Veja grupos investigados:

Montagem de grupo de WhatsApp - Metrópoles

Montagem de grupo de WhatsApp - Metrópoles

Montagem de grupo de WhatsApp - Metrópoles

Montagem colorida de grupo de WhatsApp - Metrópoles

Em outro áudio, segundo o MP, cabo Xavier volta a relatar o homicídio de Walter e lembra que foi feita uma perícia na arma dele do Batalhão da Polícia, que deu resultado negativo ao ser comparada com o projétil que matou a vítima. “Eu não tenho arma particular no meu nome”, afirmou na gravação. As investigações apontam que o grupo de Blade vendia “cabritos”, armas ilegais com numeração raspada.

Resposta do estado

A reportagem do Metrópoles entrou em contato com a defesa de José Otaviano Silva Xavier e aguarda um retorno. O espaço segue aberto.

Em nota, o Ministério Público informou que o Judiciário já aprovou o compartilhamento de provas da investigação da Operação Interitus para apuração de outros fatos relacionados ao mesmo grupo de agentes investigados, entre eles o caso do homicídio de Walter. A Interitus foi feita pelo Grupo de Atuação Especial de Combate às Organizações Criminosas (Gaeco). Já o inquérito do assassinato de Walter tramita na área de crimes intencionais contra a vida.

Questionada pela reportagem sobre a demora do inquérito, a Secretaria de Segurança Pública do Ceará repassou a demanda para a Controladoria-Geral de Disciplina dos Órgãos de Segurança Pública. Depois que um policial se tornou alvo da investigação, o inquérito saiu do Departamento de Homicídios e foi parar na Delegacia de Assuntos Internos (DAI).

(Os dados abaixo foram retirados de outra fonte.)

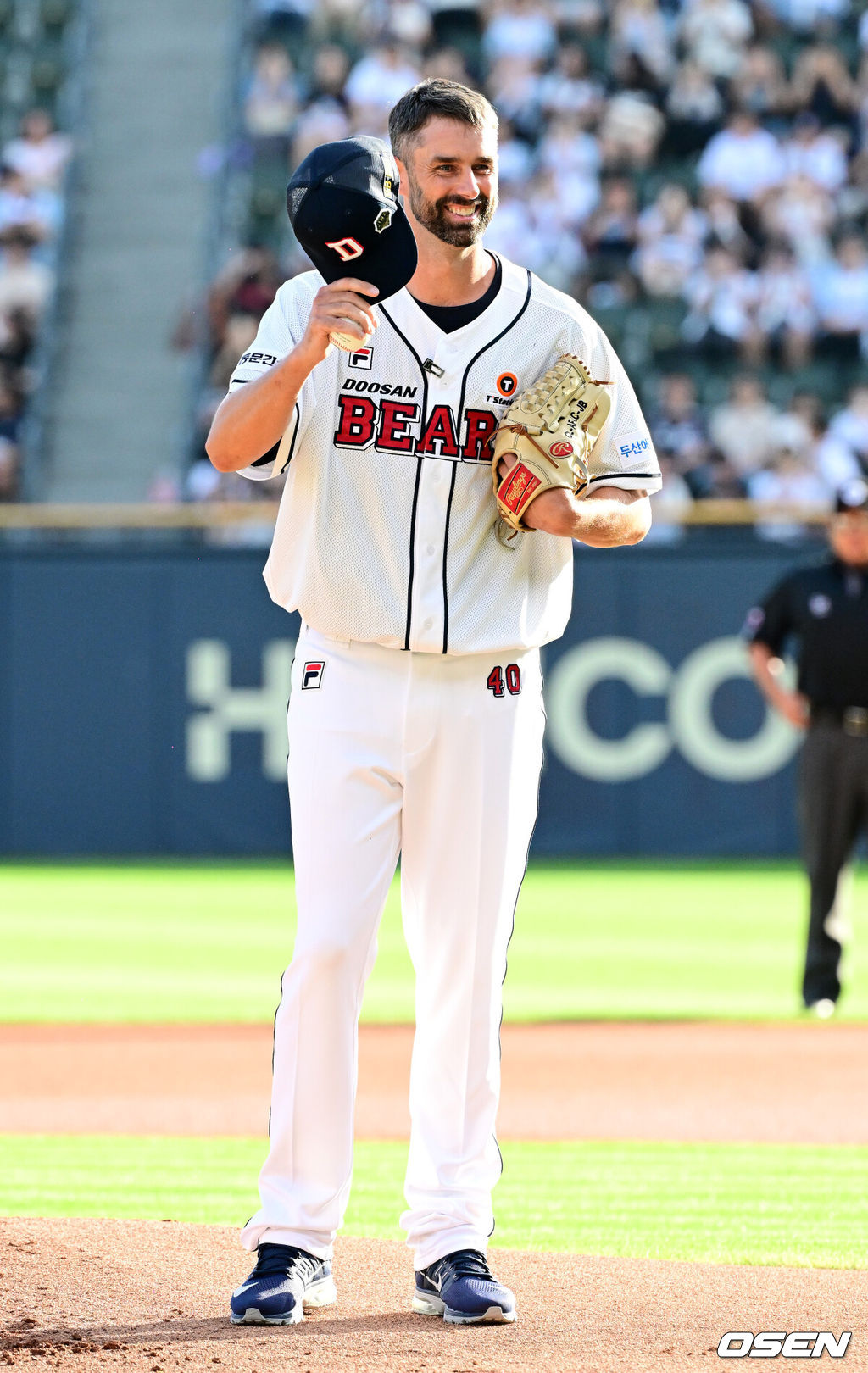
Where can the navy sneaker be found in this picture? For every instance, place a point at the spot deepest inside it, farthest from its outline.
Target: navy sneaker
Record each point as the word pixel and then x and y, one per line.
pixel 463 1289
pixel 285 1281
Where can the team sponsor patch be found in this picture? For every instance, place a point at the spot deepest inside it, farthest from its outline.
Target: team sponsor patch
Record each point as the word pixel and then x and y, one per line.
pixel 633 445
pixel 361 358
pixel 522 484
pixel 819 606
pixel 507 383
pixel 263 359
pixel 312 675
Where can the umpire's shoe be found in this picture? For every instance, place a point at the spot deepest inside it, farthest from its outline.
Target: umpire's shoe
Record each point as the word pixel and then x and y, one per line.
pixel 463 1289
pixel 281 1286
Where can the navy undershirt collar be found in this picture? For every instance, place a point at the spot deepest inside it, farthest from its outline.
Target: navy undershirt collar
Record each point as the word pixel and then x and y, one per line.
pixel 449 318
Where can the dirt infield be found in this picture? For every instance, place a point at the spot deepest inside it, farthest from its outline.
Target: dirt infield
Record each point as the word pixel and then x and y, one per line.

Em nota, a Controladoria-Geral, da qual a DAI faz parte, informou que cooperou com a investigação do Gaeco que levou à prisão do cabo Xavier e que os inquéritos de homicídio relacionados ao caso seguem para finalização. “Detalhes do trabalho investigativo serão divulgados no momento oportuno”, diz trecho do comunicado.

Além disso, o órgão da Segurança Pública do Ceará disse que dá continuidade à apuração na esfera administrativa sobre irregularidades das situações envolvendo os policiais militares investigados.

Também em nota, a Polícia Militar do Ceará disse que repudia quaisquer atos de seus membros que vão de encontro aos preceitos e a moral da corporação. Além disso, informou que os procedimentos investigatórios sobre o caso estão sendo produzidos pelo Ministério Público.

Sobre a presença dos policiais militares no local da morte de Walter, a PM apenas pontuou que realiza o isolamento de locais de crime e acionamento dos órgãos competentes de perícia forense.